По всем законам жизни Санька, выросшая без родительской любви, должна была стать совершенно иной. И этот ее «законный» образ всегда был наготове, как ближайшая и самая естественная реакция на все. Усилием воли Санька вытесняла его в тень, выводила злобно и методично, «будто солдат – вшей», но стоило ей на секунду потерять бдительность, как тьма выпускала щупальца и мазала слизью небытия все самое дорогое: детей, любимых, способность преображать реальность…
В такие минуты Санька хотела лишь одного: лечь и умереть – и, отбиваясь от всего, что вставало на пути этого «желания», ругалась, пинала стены, орала на Петьку с Пашкой, била посуду…
А потом еще неделю щедро кормила свое небытие беспросветным чувством вины, которое лишало сил и требовало того же: лечь и умереть.
Санька яростно сражалась за себя и училась принимать поражения как этап борьбы, но часто отчаивалась, сдавалась и ставила на себе крест.
«Ты – чудовище, – нашептывала ей пропасть. – Ошибка. Тебя не должно быть. Исчезни, уйди, не порти никому жизнь, от тебя только несчастья».
Одно время Санька, пытаясь найти источник пополнения иссякающих сил, подалась в религию, но от этого ей стало еще хуже. Чувство вины выросло в геометрической прогрессии, а арсенал пропасти пополнился образом ада, что поставило Саньку на порог безумия. Она прекратила религиозную практику и больше к ней не возвращалась.

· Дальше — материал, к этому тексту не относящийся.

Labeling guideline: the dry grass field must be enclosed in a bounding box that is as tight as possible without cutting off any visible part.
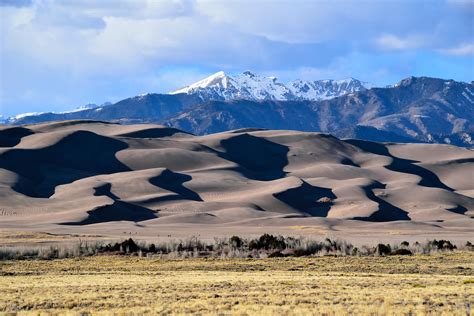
[0,252,474,315]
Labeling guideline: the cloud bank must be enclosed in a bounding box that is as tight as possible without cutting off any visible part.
[0,0,474,115]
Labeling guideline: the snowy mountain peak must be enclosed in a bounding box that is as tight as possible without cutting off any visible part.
[170,71,372,101]
[171,71,227,94]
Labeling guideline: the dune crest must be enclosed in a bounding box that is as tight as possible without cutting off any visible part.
[0,121,474,237]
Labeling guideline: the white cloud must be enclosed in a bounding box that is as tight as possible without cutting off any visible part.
[439,43,474,56]
[0,0,474,116]
[376,34,427,50]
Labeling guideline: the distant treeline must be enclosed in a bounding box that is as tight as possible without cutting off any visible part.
[0,234,474,260]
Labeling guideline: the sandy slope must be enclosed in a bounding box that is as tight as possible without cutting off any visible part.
[0,121,474,236]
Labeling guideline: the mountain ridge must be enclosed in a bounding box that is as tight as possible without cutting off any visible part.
[170,71,372,101]
[1,73,474,147]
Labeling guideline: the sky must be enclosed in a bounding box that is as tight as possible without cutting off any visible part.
[0,0,474,117]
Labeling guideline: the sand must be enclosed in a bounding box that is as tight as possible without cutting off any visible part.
[0,121,474,241]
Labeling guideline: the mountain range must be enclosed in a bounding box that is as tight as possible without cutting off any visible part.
[171,71,372,101]
[6,71,474,147]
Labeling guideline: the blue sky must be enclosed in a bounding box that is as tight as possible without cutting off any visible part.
[0,0,474,116]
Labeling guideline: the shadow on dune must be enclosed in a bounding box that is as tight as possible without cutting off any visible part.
[62,183,157,225]
[217,134,289,181]
[149,169,202,201]
[345,139,454,192]
[117,127,192,138]
[446,205,468,215]
[0,127,34,147]
[353,183,411,222]
[273,181,336,217]
[0,131,130,198]
[61,201,157,225]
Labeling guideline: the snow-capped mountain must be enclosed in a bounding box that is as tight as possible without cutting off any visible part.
[170,71,371,101]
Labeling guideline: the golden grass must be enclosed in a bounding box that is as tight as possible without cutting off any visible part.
[0,252,474,315]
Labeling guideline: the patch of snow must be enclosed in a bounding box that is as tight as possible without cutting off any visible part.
[170,71,372,101]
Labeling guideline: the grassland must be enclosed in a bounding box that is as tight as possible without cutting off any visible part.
[0,252,474,315]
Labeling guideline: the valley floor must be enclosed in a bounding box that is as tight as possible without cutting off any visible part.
[0,252,474,315]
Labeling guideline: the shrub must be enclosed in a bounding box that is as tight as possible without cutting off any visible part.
[249,234,286,250]
[390,248,413,256]
[430,239,456,250]
[229,236,244,249]
[375,244,392,256]
[268,251,286,258]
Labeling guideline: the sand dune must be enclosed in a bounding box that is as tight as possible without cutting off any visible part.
[0,121,474,239]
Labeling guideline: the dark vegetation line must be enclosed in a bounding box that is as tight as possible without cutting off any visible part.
[0,234,474,260]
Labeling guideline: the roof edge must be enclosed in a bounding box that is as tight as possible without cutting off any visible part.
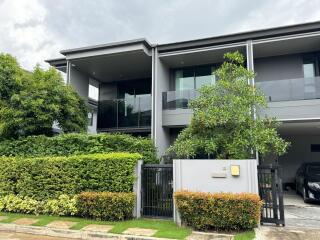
[157,21,320,52]
[60,38,152,55]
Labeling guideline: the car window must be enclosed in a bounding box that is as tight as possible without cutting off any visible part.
[307,165,320,176]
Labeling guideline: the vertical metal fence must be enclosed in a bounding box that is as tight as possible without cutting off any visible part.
[258,165,285,226]
[141,164,173,218]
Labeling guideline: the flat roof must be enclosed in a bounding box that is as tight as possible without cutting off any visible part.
[45,21,320,62]
[157,21,320,52]
[60,38,152,55]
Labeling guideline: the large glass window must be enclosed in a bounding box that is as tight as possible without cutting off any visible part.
[175,66,215,91]
[195,67,215,89]
[303,62,316,78]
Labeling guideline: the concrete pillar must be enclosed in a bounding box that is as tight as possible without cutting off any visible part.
[154,48,170,157]
[133,160,143,218]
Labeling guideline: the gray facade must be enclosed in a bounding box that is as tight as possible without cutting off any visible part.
[48,22,320,161]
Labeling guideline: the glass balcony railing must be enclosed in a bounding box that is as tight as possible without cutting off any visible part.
[97,95,151,129]
[162,89,199,109]
[256,77,320,102]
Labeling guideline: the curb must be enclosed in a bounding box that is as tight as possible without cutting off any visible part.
[0,223,175,240]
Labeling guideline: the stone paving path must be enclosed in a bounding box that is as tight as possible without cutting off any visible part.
[122,228,157,237]
[0,231,74,240]
[47,221,77,229]
[81,224,113,232]
[256,226,320,240]
[186,232,234,240]
[13,218,39,225]
[0,216,8,221]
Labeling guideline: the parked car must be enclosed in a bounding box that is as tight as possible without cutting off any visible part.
[295,162,320,202]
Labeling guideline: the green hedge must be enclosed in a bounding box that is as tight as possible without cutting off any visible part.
[0,133,157,163]
[174,191,262,230]
[0,194,77,216]
[77,192,135,221]
[0,153,142,200]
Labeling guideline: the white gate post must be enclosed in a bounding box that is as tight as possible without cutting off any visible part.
[133,160,143,218]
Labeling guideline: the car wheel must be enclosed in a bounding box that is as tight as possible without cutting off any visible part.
[302,188,309,203]
[296,182,300,195]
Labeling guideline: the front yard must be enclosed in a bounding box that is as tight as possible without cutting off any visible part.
[0,212,255,240]
[0,212,192,239]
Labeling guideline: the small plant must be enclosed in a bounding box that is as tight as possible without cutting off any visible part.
[43,194,77,216]
[0,194,77,216]
[174,191,262,230]
[0,153,142,200]
[169,52,289,159]
[77,192,135,221]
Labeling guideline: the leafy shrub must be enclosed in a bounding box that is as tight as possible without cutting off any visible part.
[0,194,77,216]
[77,192,135,221]
[174,191,262,230]
[0,194,40,213]
[0,133,157,163]
[0,153,142,200]
[42,194,77,216]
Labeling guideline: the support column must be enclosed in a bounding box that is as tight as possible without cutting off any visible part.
[154,48,170,157]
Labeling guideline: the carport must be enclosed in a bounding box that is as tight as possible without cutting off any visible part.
[278,120,320,228]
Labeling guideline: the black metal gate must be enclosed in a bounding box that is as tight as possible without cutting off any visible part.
[258,165,285,226]
[141,164,173,218]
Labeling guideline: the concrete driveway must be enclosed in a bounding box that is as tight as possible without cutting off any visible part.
[284,191,320,229]
[256,191,320,240]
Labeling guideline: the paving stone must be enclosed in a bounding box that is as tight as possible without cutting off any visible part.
[81,224,113,232]
[186,232,233,240]
[13,218,39,225]
[0,216,8,221]
[122,228,157,237]
[47,221,77,229]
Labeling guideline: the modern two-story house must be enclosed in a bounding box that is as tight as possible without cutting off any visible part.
[47,22,320,186]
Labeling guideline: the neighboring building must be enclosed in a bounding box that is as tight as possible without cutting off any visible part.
[47,22,320,186]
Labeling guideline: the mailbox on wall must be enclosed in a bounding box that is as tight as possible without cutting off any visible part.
[230,165,240,177]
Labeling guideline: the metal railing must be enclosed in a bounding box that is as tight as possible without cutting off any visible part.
[256,77,320,102]
[162,89,199,109]
[97,95,151,129]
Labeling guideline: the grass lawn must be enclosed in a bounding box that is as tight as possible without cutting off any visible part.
[0,212,255,240]
[234,231,255,240]
[0,212,192,239]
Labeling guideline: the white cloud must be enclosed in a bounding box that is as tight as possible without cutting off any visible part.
[0,0,320,69]
[0,0,62,69]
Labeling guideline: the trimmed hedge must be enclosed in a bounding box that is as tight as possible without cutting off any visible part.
[174,191,262,230]
[0,153,142,200]
[0,133,157,163]
[77,192,135,221]
[0,194,77,216]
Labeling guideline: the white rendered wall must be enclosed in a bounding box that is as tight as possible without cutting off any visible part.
[173,159,258,223]
[173,159,258,193]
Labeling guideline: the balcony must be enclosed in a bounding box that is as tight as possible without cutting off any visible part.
[98,94,151,131]
[256,77,320,102]
[162,89,199,110]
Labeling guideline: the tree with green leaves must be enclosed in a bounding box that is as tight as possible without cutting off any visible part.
[169,52,289,159]
[0,54,87,139]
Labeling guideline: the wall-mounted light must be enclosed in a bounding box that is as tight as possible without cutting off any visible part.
[230,165,240,177]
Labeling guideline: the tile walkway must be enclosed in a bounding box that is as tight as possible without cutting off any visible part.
[81,224,113,232]
[47,221,77,229]
[13,218,39,225]
[122,228,157,237]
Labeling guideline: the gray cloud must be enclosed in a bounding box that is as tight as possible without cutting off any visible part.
[0,0,320,69]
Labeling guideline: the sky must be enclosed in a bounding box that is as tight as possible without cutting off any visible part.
[0,0,320,70]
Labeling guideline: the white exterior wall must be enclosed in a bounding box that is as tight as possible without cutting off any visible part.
[173,159,258,223]
[69,67,89,99]
[173,159,258,193]
[88,110,98,134]
[153,50,170,157]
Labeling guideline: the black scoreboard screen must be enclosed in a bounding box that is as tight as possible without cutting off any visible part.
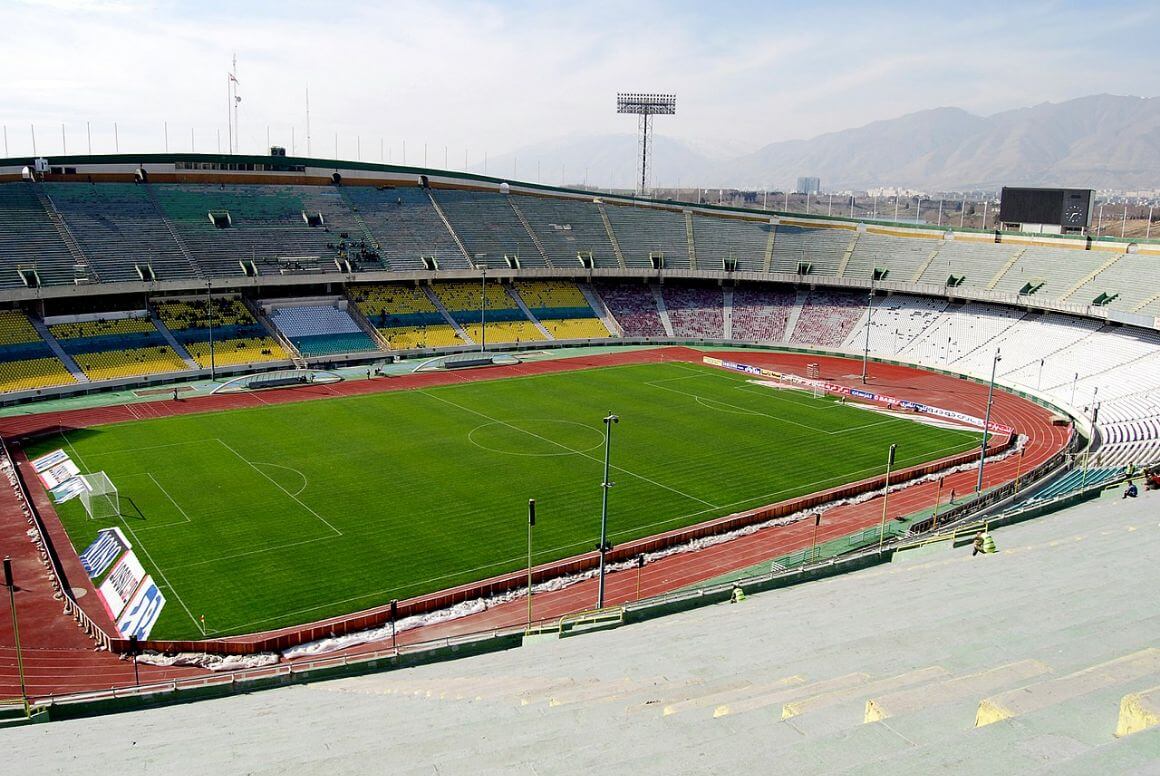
[999,186,1092,230]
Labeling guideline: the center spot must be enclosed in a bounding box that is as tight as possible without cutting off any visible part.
[467,418,604,457]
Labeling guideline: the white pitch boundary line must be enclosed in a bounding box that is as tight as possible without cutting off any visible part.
[218,438,342,536]
[419,391,718,509]
[60,429,201,626]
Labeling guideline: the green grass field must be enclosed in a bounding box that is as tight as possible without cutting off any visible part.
[30,363,978,638]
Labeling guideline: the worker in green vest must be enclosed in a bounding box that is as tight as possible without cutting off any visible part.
[983,532,999,554]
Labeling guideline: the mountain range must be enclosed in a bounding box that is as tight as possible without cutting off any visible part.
[476,94,1160,191]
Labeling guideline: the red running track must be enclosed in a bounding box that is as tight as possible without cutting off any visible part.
[0,347,1070,699]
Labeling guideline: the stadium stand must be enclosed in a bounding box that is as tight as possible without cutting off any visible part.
[662,285,725,339]
[348,285,464,350]
[43,183,199,282]
[0,310,75,393]
[269,303,378,358]
[153,297,290,369]
[604,202,689,269]
[733,287,797,342]
[46,313,189,382]
[150,183,359,277]
[513,196,618,268]
[846,293,947,356]
[770,224,855,275]
[693,216,774,273]
[434,283,545,343]
[790,291,865,347]
[341,186,467,270]
[514,281,609,340]
[595,283,665,336]
[432,189,547,268]
[842,233,942,282]
[0,183,75,289]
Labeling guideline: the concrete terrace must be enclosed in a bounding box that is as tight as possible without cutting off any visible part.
[9,484,1160,775]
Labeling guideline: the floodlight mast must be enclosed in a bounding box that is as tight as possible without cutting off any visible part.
[616,92,676,194]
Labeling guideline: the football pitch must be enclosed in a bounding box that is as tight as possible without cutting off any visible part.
[29,363,978,639]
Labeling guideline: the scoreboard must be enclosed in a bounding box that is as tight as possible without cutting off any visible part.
[999,186,1093,234]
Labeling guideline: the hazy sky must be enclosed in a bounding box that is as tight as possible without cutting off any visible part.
[0,0,1160,168]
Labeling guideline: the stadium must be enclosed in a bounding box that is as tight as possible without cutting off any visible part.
[0,140,1160,760]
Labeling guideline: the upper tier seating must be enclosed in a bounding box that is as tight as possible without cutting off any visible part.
[269,305,378,358]
[433,190,545,268]
[604,203,689,269]
[770,224,855,275]
[151,183,359,277]
[153,297,289,368]
[349,284,464,350]
[0,182,75,289]
[733,288,797,342]
[790,291,865,348]
[842,233,941,283]
[512,196,618,268]
[596,283,666,336]
[341,186,469,270]
[662,285,725,339]
[693,216,774,273]
[846,293,947,357]
[43,183,197,282]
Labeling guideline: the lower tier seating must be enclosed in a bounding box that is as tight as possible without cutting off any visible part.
[0,358,75,393]
[73,346,189,382]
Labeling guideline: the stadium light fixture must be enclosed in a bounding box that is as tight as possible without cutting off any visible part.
[974,348,1003,493]
[616,92,676,194]
[528,499,536,631]
[3,556,31,717]
[596,412,621,609]
[878,444,898,552]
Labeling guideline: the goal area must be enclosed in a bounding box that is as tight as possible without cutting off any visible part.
[80,471,121,520]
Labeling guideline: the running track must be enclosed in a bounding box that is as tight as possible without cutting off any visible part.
[0,347,1068,699]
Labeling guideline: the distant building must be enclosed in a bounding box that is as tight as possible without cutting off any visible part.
[795,177,821,194]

Санька всеми способами пыталась простить тех двоих, что наградили ее таким наследством. Простить, отпустить, перестать тратить жизнь на одностороннее выяснение отношений. Да и что тут выяснять, если и отношений этих никогда не было. Было зияние.
– Я прощала по Нагорной проповеди, прощала по Лууле Виилме, прощала по Луизе Хей, прощала по Свияшу. Я исписывала тонны блокнотов своей ненавистью, а после сжигала их на масленичном костре. Выкидывала в реку любимые кольца, чтобы вместе с ними утонуло непрощенное. Ходила к шаманам, ламам, гипнотизерам, драгдилерам, монахам, психотерапевтам… Но я до сих пор не могу выговорить слово «родители» и вздрагиваю, когда мои собственные дети называют меня мамой…
Материнство было главным Санькиным вызовом и подвигом. Тут, разумеется, пропасть вмешивалась в ее жизнь самым настойчивым образом, предлагая не услышать детский плач, отмахнуться, огрызнуться, посмотреть безразличными глазами.
Саньке приходилось биться за каждый ласковый взгляд, вытапливать из своей ледяной пустыни нежные словечки, которые у других сами льются с языка, выжимать из себя бодрость и радость, когда хочется упасть лицом вниз и никогда не вставать.
– Как я завидую тем, кому все дано изначально. Просто потому, что их детство было наполнено любовью и теперь они, не задумываясь и особо не утруждаясь, переливают эту живую воду в следующий сосуд, – говорила Санька, не замечая, что благодаря ежеминутным усилиям преуспела в непростом труде материнства больше многих благополучных.